Title to property may be transferred without the owner's consent.

- escheat
- condemnation by power of Eminent Domain
- foreclosure
- adverse possession

2

escheat

The power of a state to acquire title to property of a person who dies without will or heirs.

3

Adverse possession

Adverse possession is the loss of your property or some rights to your property because of continued use by someone else. The original owner can lose complete title (ownership) to the property or only a right to use part of the property, such as an easement called a prescriptive easement or easement by prescription.

The basic premise of adverse possession is that someone other than the owner uses a piece of property openly, publicly, and without the owner’s consent for a specified period of time.

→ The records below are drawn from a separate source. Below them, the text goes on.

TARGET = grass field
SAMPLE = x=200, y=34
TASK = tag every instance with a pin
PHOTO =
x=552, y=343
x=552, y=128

Title may be taken away from owner who:
- fails to use the property
- doesn't inspect the property for a certain number of years.

4

What does the acronym ONCHA stands for?

Usually the possession by the claimant for adverse possession must have the following characteristics, which can be remembered as ONCHA.

The property use must be
• Open - obvious to anyone who looks,
• Notorious - known by others,
• Continuous - uninterrupted,
• Hostile - without the true owner's consent
• Adverse - against the true owner's right of possession.

5

color of title

A person has "color of title" to a piece of property when, for one reason or another, the document evidencing title (a deed, for example) is invalid.

"Color of title" is a phrase used in real estate to refer to title that may have the appearance of good and valid title to property, but in actuality, there is either no title or a vital defect in the title that makes it ineffective.

6

testate

A person who dies testate has prepared a will.

7

intestate

person who dies without a valid will.

8

testator

the person who makes a will

9

devise, devisee

The gift of real property by willis known as a devise.
a clause in a will leaving real estate to someone.

person who receives real property by will is known as a devisee

10

Demise

Demise is to convey an estate for years (leasing or letting)

Transfer of real estate by a lease or will. Traditionally, the transfer was limited to a term of years but the expression has come to refer to outright gifts as well.

Its technical meaning is to convey land by deed to another for a limited time period.

11

Probate

Probate is the formal judicial process for verifying the validity of a will and accounting for the decedent's assets

12

holographic will

holographic will is a will and testament that has been entirely handwritten and signed by the testator.

13

nuncupative will

A verbal will that must have two witnesses and can only deal with the distribution of personal property.

A nuncupative will is considered a "deathbed" will, meaning that it is a safety for people struck with a terminal illness and robbed of the ability or time to draft a proper written will.